Oil and gas will still play a big role for decades. Fossil fuels, including coal, currently are about 85% of the world’s energy supply. But as more consumers, businesses, and governments tackle climate change, alternative sources – wind, solar, geothermal, nuclear – will continue to gain ground.

One bright spot in this energy transformation is BP, the world’s sixth-largest petroleum company. Over the past decade, ever since its Deepwater Horizon rig gushed oil into the Gulf of Mexico, BP has had a slow epiphany about the commercial wisdom of relying on carbon fuels. Once known as British Petroleum, it now seems ready to become the Beyond Petroleum company.

In August chief executive Bernard Looney said BP aims to boost its spending on low carbon projects from $500 million a year to $5 billion a year within a decade. “We’re transforming BP into a very different kind of company,” Mr.
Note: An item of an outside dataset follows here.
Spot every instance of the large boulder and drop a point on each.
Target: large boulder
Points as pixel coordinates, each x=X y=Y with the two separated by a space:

Looney said. “Not overnight, but quickly.”

According to Dev Sanyal, BP’s executive vice president of gas and low-carbon energy, in the next five years BP will initiate more than 20 gigawatts of renewable energy projects, from about 2.5 gigawatts today. The company will also stop looking for new oil and gas sources and would cut its oil and gas output by 40%.

Instead it will invest in giant offshore wind as well as solar projects, perhaps reimagining its thousands of BP gas stations as convenience stores with recharging stations for electric vehicles. It aims to be a carbon neutral company by midcentury.

The plan is to keep profits from fossil fuels flowing long enough to transition BP to something more like an electric utility that could offer investors solid, though not spectacular, dividends in the 8% to 10% range.

The alternative, Mr. Looney said, was to not act and wait to get “regulated out of business” by measures aimed at halting climate change.

The latest edition of the company’s respected World Energy Outlook lays out three scenarios for the oil market. One shows rapid moves to protect the environment and climate, resulting in a dramatic drop in oil consumption. A second is less aggressive but still results in much lower oil use. And even its “business as usual” shows consumption staying at current levels and then drifting gradually downward.

Other oil giants have faced the same dilemma as BP: change or become less and less relevant. ExxonMobil recently lost its place as one of the 30 benchmark stocks making up the Dow Jones Industrial Average.

Ramping up clean energy might need companies capable of building giant infrastructure and yet nimble and enlightened enough to transform themselves. BP is showing a new course in a world weaning itself off energy sources that pollute.